Blackie miaows and sometimes whines like a toddler when exerting pester power.
Big Tom has a MUCH deeper call, goes 'geow' and eck. Big Tom's call is very guttural.
When the BBC did those lovely cat
SCIENCE programmes a few years ago, the boffins came to the conclusion that different cats' meow vocabulary was random, but their own staff would learn the meaning of specific 'words' and reinforce them with useful behaviour.
Certainly the cats I grew up with had distinct sounds for "hello", "give me food/attention"
[1], "come with me", "where ARE you?"
[2], "I'm non-specifically annoyed" and "let me out", as well as the usual silly play-fighting noises. And the blood-curdling call of a Siamese cat on heat, which is the sort of thing that echoes through your brain for the rest of your life, like an auditory equivalent of the smell of Lynx Nevada.
But most cat communication is body language.
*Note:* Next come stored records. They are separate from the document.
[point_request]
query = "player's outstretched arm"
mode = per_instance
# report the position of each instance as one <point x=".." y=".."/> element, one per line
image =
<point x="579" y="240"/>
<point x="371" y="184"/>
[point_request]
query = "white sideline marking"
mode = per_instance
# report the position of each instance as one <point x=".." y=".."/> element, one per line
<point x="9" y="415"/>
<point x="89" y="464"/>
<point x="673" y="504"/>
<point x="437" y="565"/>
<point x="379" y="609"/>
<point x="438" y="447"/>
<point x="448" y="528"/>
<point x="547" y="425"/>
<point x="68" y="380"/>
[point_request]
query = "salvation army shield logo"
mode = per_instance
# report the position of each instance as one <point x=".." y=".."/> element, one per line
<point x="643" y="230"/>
It's difficult to reciprocate properly as a biped without manoeuvrable ears and a tail, but they certainly respond to humans mimicking their eye contact. (I recon this is why they're magnetically attracted to people who don't like cats, because human cringing and hoping the monster will go away is cat for "look, I'm not threatening, I'll be your friend".)
[1] I think the overloading of this one is down to certain humans giving food to stop the cat pestering for attention, so they never became distinct.
[2] A rare example of a meow directed at another cat.